Very best to you'uns over there :)

laoi gaul~williams said...

oh rima, its been great catching up with your posts after a while away.
your views remind me of my own here in my ancient forest with the gorgeous copper beech although the dog in my world is more spaniel shaped!

Purpletreebird said...

Breathtakingly beautiful photos. I loved my visit to Chagford, it has a special magical atmosphere that I haven't forgotten. It was lovely to meet you in the summer and if I'm lucky I'll pop over to Totnes tomorrow!
Good luck with all the sales!
Jess xx

Zen Forest said...

p.s.: Christmas cards!! Hooray!! The other day when I created that "Once Upon a Time in the North" treasury on Etsy, I thought "Man! I wish Rima would sell boxes of christmas cards"

Look at my wishes coming true!

Hita Hirons said...

Thanks for your totally lovely blog Rima! It completely epitomises England at that time of year. I missed Guy Fawkes, obviously, being in the wrong country, but your amazing photos have given me what I always crave from the experience; the theatre of it, the magic, the streams of light, the heat. I don't know how you captured those images, but I'm very glad you did. Usually, when I'm watching I'm so caught up in it all that impressions flash through my mind with such rapidity that I have forgotten them all by the end of it, but your stills powerfully convey the essence of the fire and movement and have given me something mystically real to hold onto : ) My very favourite photo in the whole post was the one of your and Tom's shadows against the trees, like a giant and giantess surveying their territory!

I, too, am looking forward to your Christmas cards; you know I can't draw snow to save my life, and in some way I am comforted by the fact that you can! The Father Christmas climbing down the chimney you gave me brings such satisfaction; I love the gingerbready sort of feeling I get when I look at it. So I am awaiting the cards with eager anticipation; the sooner, the better...

Give a woof or a snuffle or whatever to Macha for me; she always steals the show, doesn't she? I think that's one of the best portraits of her so far. And give love too to the other show-stealer or (show-sharer I suppose we should say these days) - the admirer of Baba Yaga, the giver of circus tickets, the other shadow; my brother xxxx

Melissa said...

Your posts always come at the most perfect times in my life. This time, when I have just returned to the corporate world and can already feel it trying to steal the magic and wonder from my soul (customer support is a special hell), your words and photos arrive to remind me that it is all still there. Thank you so very much for sharing the wonderfully enchanted life you live with the rest of us.
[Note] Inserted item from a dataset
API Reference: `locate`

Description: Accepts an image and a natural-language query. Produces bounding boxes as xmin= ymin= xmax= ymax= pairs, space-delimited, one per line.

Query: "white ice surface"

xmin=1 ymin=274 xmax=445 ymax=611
It is so very much appreciated.

gz said...

Celebrating the ending of the year, and the rise of the next, phoenix-like in the flames.

Bright Blessings to you and yours.

southernwitch said...

What a beautiful post sharing so much...and the pictures were stunning!

Sorayonn said...

Your blog never fails to move me. Such wonders to behold.

Owen said...

Ah Rima, this post just goes on and on and on... and wonders never cease.

HKatz said...

In your photos the colors glow and the fireworks have texture. I feel like I'm on a wonderful journey - thank you!

And the photos of the countryside are gentle and enchanting; I love walking and hiking, so those call to me especially.

Claire Massey said...

Thank you for such a wonder-filled, beautiful post. On a drizzly grey November morning, it's reminded me of everything there is to love about autumn.

herhimnbryn said...

Glory, glory what a wonderful post. I am filled with Autumnal images and heart sick for England.
Thankyou Lady R.

MakingSpace said...

Every time I read your writing and see your photos and your art I feel as if I've been transported to a magical world. It's a world I very much want to live in... thank you for sharing. Blessings for the new year and the holiday season.

jenni said...

Just thought i would tell you, this is the most beautiful blog ive ever seen. your drawings are amazing. You inspire me.
thank you.

jeni

acornmoon said...

Rima you do the longest blog posts on record! I have been quite transported to your world of wonder and winter. Lovely as always, keep warm x

rochambeau said...

Thank you Rima,
For sharing your photographs and thoughts. Especially of Giffords Circus!
You look nice holding your accordion!